I wondered what the initial object and the terminal object are in the category of integral domains.
Simple argument: Since integral domains do not put an additional restriction on the definition of a ring homomorphism, integral domains should inherit the hom-set of rings (with unity).
That means the initial object in the category of rings, $\mathbb{Z}$, should be that of integral domains as well.
However, the terminal object in the category of rings, which is the zero ring $\mathbf{0}$, cannot be that of integral domains because, by definition, the zero ring is not an integral domain.
Am I overlooking something?
There is no terminal object in the category of integral domains.
For suppose $R$ is a terminal object.

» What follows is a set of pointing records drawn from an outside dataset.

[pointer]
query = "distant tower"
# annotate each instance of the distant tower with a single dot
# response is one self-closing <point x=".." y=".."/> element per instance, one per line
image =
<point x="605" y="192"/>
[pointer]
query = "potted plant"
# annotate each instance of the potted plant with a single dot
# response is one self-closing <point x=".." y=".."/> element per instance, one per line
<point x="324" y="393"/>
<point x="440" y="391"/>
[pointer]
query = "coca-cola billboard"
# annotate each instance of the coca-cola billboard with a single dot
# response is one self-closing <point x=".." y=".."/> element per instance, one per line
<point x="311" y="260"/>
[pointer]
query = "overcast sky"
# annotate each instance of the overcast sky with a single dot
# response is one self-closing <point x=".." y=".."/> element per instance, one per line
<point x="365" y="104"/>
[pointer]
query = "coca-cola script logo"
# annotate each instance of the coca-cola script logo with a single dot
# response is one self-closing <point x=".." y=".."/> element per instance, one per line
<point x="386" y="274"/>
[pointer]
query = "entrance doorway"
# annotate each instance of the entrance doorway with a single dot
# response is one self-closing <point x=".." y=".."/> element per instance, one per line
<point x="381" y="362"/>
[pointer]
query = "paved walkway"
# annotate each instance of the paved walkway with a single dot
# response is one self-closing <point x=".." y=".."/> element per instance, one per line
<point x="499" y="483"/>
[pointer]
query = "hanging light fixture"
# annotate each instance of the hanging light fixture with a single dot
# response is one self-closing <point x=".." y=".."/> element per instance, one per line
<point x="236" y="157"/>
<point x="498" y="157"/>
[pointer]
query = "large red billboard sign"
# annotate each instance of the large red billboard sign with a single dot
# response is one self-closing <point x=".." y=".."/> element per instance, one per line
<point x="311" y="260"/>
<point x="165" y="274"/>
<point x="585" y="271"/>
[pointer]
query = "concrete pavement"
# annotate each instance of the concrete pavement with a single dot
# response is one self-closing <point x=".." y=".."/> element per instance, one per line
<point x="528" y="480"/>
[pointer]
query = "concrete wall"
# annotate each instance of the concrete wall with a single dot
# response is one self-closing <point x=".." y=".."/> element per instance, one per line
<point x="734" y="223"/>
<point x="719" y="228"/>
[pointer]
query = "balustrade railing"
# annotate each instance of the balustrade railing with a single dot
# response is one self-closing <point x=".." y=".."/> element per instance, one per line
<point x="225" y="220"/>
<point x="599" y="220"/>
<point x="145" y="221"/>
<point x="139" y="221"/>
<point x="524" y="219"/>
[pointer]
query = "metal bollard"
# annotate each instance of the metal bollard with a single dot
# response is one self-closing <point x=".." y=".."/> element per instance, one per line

The existence of a ring homomorphism $\mathbb{F}_2 \to R$ means that $1 + 1 = 0$ in $R$. The existence of a ring homomorphism $\mathbb{F}_3 \to R$ means that $1 + 1 + 1 = 0$ in $R$. Therefore, $1 = 0$. This contradicts that $R$ is an integral domain.
If $0$ were an integral domain, then your argument would be valid. In general, if we have a full subcategory $C$ of $D$, then any limit diagram in $D$ is also a limit diagram in $C$, assuming all the objects in the diagram are in $C$. But as you noted, $0$ is not an integral domain. However, dually, $\mathbb{Z}$ is an integral domain and is therefore the initial object in the category of integral domains.